It used to be a lucrative gig.

Retire with a high military rank and nice pension. Get a consulting job with a powerful defense contractor to pad the retirement income. Then join the military's "mentoring" program earning as much as $330 an hour to offer advice on war plans and weapons systems -- all without disclosing your ties to the defense contractor.

But in 2009, USA Today blew the whistle, revealing that 80 percent of the mentors had financial links to the defense industry, potentially calling into question the impartiality of the advice they were offering the Pentagon. The stories led Defense Secretary Robert Gates to overhaul the system, requiring mentors to divulge their sources of outside income and capping contracts.

The result?

In 2009 there were some 158 senior mentors -- retired admirals and generals -- employed by the Pentagon. With the new rules in place, that number has dropped to 20.
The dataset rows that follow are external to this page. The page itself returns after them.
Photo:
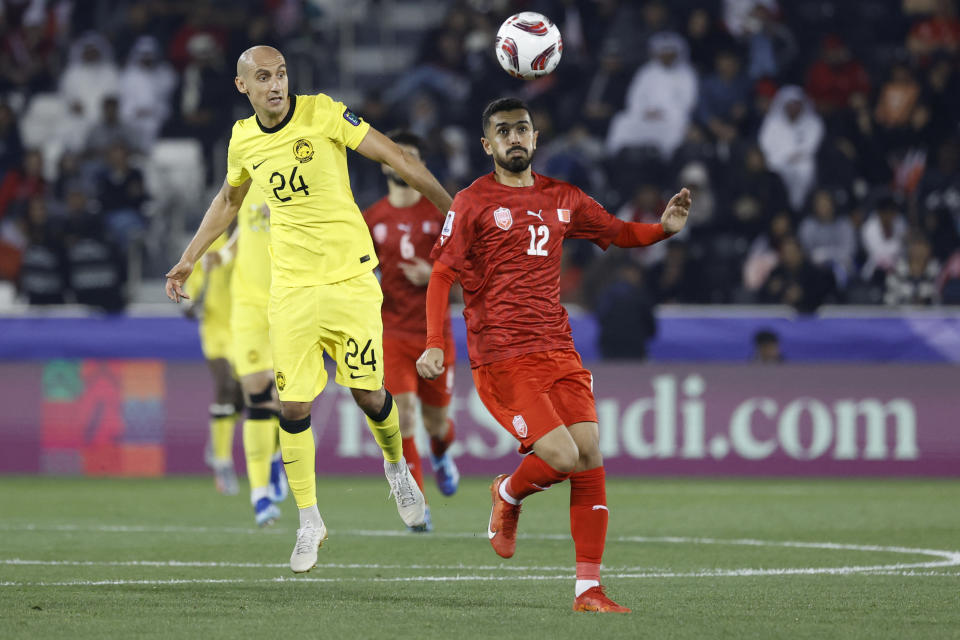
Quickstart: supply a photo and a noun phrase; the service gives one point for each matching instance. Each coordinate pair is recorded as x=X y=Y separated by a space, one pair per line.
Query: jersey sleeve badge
x=303 y=150
x=503 y=218
x=447 y=227
x=351 y=117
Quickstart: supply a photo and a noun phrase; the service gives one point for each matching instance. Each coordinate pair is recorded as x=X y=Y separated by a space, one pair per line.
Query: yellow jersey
x=317 y=233
x=250 y=282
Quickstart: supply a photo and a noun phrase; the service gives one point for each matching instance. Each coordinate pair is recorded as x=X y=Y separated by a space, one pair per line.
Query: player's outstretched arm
x=218 y=217
x=380 y=148
x=430 y=362
x=642 y=234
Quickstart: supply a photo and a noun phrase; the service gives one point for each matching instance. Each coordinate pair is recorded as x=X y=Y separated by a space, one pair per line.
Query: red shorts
x=533 y=394
x=400 y=370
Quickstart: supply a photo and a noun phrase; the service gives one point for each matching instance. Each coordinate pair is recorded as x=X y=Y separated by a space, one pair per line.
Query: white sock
x=311 y=516
x=256 y=494
x=506 y=496
x=583 y=585
x=395 y=467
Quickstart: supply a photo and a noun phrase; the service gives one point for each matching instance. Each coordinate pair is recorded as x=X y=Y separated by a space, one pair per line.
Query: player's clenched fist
x=175 y=279
x=430 y=363
x=674 y=217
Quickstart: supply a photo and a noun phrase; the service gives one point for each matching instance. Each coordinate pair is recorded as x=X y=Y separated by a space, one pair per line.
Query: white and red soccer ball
x=528 y=45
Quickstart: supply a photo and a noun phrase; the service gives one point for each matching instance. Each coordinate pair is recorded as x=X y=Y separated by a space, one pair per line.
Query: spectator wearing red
x=22 y=183
x=835 y=77
x=940 y=33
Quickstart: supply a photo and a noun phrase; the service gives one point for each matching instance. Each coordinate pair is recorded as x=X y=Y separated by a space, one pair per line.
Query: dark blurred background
x=819 y=137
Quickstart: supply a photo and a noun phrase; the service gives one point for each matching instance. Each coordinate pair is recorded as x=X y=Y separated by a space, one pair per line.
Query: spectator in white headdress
x=789 y=138
x=90 y=76
x=660 y=100
x=146 y=89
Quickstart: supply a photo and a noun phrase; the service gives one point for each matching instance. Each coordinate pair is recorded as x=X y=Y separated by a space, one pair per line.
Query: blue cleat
x=448 y=476
x=278 y=480
x=265 y=512
x=427 y=525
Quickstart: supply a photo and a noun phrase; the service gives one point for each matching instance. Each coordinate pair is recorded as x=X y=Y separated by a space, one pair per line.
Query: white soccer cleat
x=310 y=538
x=411 y=505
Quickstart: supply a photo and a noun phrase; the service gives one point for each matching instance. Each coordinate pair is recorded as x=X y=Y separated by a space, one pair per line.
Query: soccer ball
x=528 y=45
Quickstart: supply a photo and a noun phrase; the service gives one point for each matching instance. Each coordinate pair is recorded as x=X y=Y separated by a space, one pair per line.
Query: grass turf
x=84 y=557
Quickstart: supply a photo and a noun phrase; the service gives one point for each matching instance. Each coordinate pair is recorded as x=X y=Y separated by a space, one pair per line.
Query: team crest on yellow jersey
x=303 y=150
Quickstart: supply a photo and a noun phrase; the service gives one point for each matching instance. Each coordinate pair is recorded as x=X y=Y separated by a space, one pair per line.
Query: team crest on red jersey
x=503 y=218
x=520 y=426
x=380 y=232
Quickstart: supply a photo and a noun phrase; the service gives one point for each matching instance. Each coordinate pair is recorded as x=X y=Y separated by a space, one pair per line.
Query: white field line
x=944 y=559
x=457 y=578
x=262 y=565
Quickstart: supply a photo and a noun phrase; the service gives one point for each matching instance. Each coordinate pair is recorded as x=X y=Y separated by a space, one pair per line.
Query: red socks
x=412 y=456
x=588 y=520
x=531 y=476
x=439 y=446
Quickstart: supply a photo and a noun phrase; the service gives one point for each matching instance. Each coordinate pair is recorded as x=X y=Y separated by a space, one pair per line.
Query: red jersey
x=506 y=243
x=398 y=236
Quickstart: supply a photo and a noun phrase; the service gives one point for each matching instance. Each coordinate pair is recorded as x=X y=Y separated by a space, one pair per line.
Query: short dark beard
x=516 y=164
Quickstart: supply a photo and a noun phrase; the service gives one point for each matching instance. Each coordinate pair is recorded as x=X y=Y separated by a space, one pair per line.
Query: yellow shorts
x=215 y=339
x=251 y=338
x=343 y=319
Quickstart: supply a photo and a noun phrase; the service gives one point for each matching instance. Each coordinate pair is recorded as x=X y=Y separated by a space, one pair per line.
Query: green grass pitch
x=710 y=558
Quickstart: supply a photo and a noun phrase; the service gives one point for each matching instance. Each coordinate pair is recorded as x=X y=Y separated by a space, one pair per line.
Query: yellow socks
x=386 y=431
x=299 y=460
x=259 y=443
x=223 y=418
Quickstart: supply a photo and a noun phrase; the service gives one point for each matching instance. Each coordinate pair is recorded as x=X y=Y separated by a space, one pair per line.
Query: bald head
x=260 y=55
x=262 y=77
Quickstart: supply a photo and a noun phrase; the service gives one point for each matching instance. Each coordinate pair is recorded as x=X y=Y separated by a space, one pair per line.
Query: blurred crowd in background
x=819 y=138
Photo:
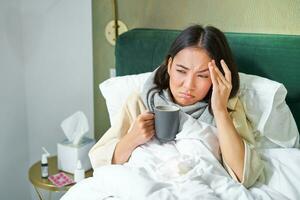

While this is no doubt a blow to the "mentoring" program, at least the public can now be assured that potential conflicts won't be tainting the advice these former officers provide. "I want to know the advice the Pentagon receives is not motivated by or influence by defense contractors," said Rep. Robert Andrews, a New Jersey Democrat who sits on the Armed Services Committee, told USA Today last week.

The bottom line: If potential mentors feel it's too onerous a requirement that they let the public in on their relationships with defense contractors, the taxpayers are better off without them.